Infrastructure investing, once seen as stable (e.g., toll roads), is now linked to the fast-paced tech sector via AI's needs. This introduces a new risk: rapid technological upgrades can devalue physical assets like cooling systems overnight, creating tech-like volatility.
Massive AI and cloud infrastructure spending by tech giants is flooding the market with new debt. For the first time since the 2008 crisis, this oversupply, not macroeconomic fears, is becoming a primary driver of market volatility and repricing risk for existing corporate bonds.
Before AI delivers long-term deflationary productivity, it requires a massive, inflationary build-out of physical infrastructure. This makes sectors like utilities, pipelines, and energy infrastructure a timely hedge against inflation and a diversifier away from concentrated tech bets.
The massive capital expenditure in AI infrastructure is analogous to the fiber optic cable buildout during the dot-com bubble. While eventually beneficial to the economy, it may create about a decade of excess, dormant infrastructure before traffic and use cases catch up, posing a risk to equity valuations.
While the current AI phase is all about capital spending, a future catalyst for a downturn will emerge when the depreciation and amortization schedules for this hardware kick in. Unlike long-lasting infrastructure like railroads, short-term tech assets will create a significant financial drag in a few years.
The massive capital rush into AI infrastructure mirrors past tech cycles where excess capacity was built, leading to unprofitable projects.
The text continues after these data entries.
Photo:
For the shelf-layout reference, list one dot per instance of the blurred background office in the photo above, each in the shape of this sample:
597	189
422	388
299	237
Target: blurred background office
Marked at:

While large tech firms can absorb losses, the standalone projects and their supplier ecosystems (power, materials) are at risk if anticipated demand doesn't materialize.
The massive spending on AI infrastructure may be a form of 'malinvestment,' similar to the telecom buildout during the dot-com boom. Rajan warns that while AI's promise is real, the transition from infrastructure creation to widespread, profitable use could be slow, creating a valuation gap and risk of a market correction.
The current AI investment boom is focused on massive infrastructure build-outs. A counterintuitive threat to this trade is not that AI fails, but that it becomes more compute-efficient. This would reduce infrastructure demand, deflating the hardware bubble even as AI proves economically valuable.
Unlike railroads or telecom, where infrastructure lasts for decades, the core of AI infrastructure—semiconductor chips—becomes obsolete every 3-4 years. This creates a cycle of massive, recurring capital expenditure to maintain data centers, fundamentally changing the long-term ROI calculation for the AI arms race.
Unlike the railroad or fiber optic booms which created assets with multi-decade utility, today's AI infrastructure investment is in chips with a short useful life. Because they become obsolete quickly due to efficiency gains, they're more like perishable goods ('bananas') than permanent infrastructure, changing the long-term value calculation of this capex cycle.
Large-cap tech's massive spending and debt accumulation to win the AI race is analogous to past commodity supercycles, like gold mining in the early 2010s. This type of over-investment in infrastructure often leads to poor returns and can trigger a prolonged bear market for the sector.